Besides, Francisco’s kind of comedy hardly needs a translator.
“I’m doing it just the way Benny Hill was doing it … everybody likes goofiness, everybody likes messing around, as long as it’s done with soul,” he says.
Anyone can become a YouTube sensation today, but Francisco notes not everyone can write their own material. It’s here where his embrace of the Web casts him apart from a cute kitten or warbling toddler.
Francisco’s latest Comedy Central special, “They Put it Out There,” is now available on DVD. The concept behind the DVD, and his act in general, is simple. If someone dares to enter the public arena, be it that Shamwow guy “who looks like he farted and kept the face,” or a family of reality show dwarves, then it’s fair game for Francisco.
“It’s OK to make fun of them. They put it out there. I’m not a bully,” he explains.

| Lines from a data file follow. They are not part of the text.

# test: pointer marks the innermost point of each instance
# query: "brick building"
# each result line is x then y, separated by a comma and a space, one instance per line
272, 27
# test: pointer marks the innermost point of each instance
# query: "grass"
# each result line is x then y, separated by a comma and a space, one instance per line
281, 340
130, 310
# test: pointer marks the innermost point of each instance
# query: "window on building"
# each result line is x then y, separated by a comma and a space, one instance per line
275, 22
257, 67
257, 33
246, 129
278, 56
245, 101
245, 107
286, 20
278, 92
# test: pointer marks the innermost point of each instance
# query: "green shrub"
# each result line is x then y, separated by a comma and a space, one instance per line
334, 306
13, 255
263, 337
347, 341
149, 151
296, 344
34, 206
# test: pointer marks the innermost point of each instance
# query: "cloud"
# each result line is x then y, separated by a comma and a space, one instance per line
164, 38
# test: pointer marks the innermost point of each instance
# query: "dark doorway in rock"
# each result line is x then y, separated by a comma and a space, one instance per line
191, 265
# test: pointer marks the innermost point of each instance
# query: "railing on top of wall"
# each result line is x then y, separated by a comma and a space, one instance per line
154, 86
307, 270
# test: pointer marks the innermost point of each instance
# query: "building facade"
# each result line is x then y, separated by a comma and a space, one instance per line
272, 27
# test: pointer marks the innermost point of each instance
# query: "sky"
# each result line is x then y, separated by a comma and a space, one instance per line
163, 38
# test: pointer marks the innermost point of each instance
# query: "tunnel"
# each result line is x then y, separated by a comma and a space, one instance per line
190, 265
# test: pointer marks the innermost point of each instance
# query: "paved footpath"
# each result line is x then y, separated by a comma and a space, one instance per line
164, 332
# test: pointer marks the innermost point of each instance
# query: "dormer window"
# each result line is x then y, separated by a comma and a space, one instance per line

He is a first-rate impressionist, though, channeling everyone from Howard Stern to Bill Cosby in his manic act. He first started doing impressions during his school days, but there wasn’t a formal way to pursue his comedy skills. So he forged his own education.
“You turn it into a hobby, then the hobby comes a career,” says Francisco, who used a fake ID to perform at comedy amateur nights early in his self-made career. He caught a break early in his career when he was cast to replace Artie Lange on MADtv for seven episodes.
“Just because the producers know you well doesn’t mean you’ll be on the show,” he recalls. Being a cast member taught him the nuances of pitching sketch ideas, connecting with the right people and making sure he knew what the right ingredients were for setting up a successful career in the business.
“It taught me a lot about how to make money,” he says.
One part of his career he can’t rush is incorporating new voices into his act.
“Dennis Hopper came this quick, man,” he says, doing a spot-on take on the “Easy Rider” star. Other celebrity impersonations aren’t so easy. “Chris Rock took forever. I thought I’d never get it.”
Francisco says famed impressionist Rich Little typically listens to a celebrity’s voice on a loop while lounging around his house to nail a new voice. “Saturday Night Live’s” Darrell Hammond breaks an impression down piece by piece. But he has a hard time articulating the learning process, as if it’s a natural part of him like taking in oxygen or nutrients from food.
He only wishes more actors were worthy of his fellow impressionist’s time these days.
“It’s very hard to find stars out there [to imitate],” he says. “Shia LaBeouf? You can’t do any of the guys from ‘Twilight.'” “All these stars, these actors, they’re the same common denominator. They’re just average.”
“We’re ready to go … we’re locked and loaded,” he says.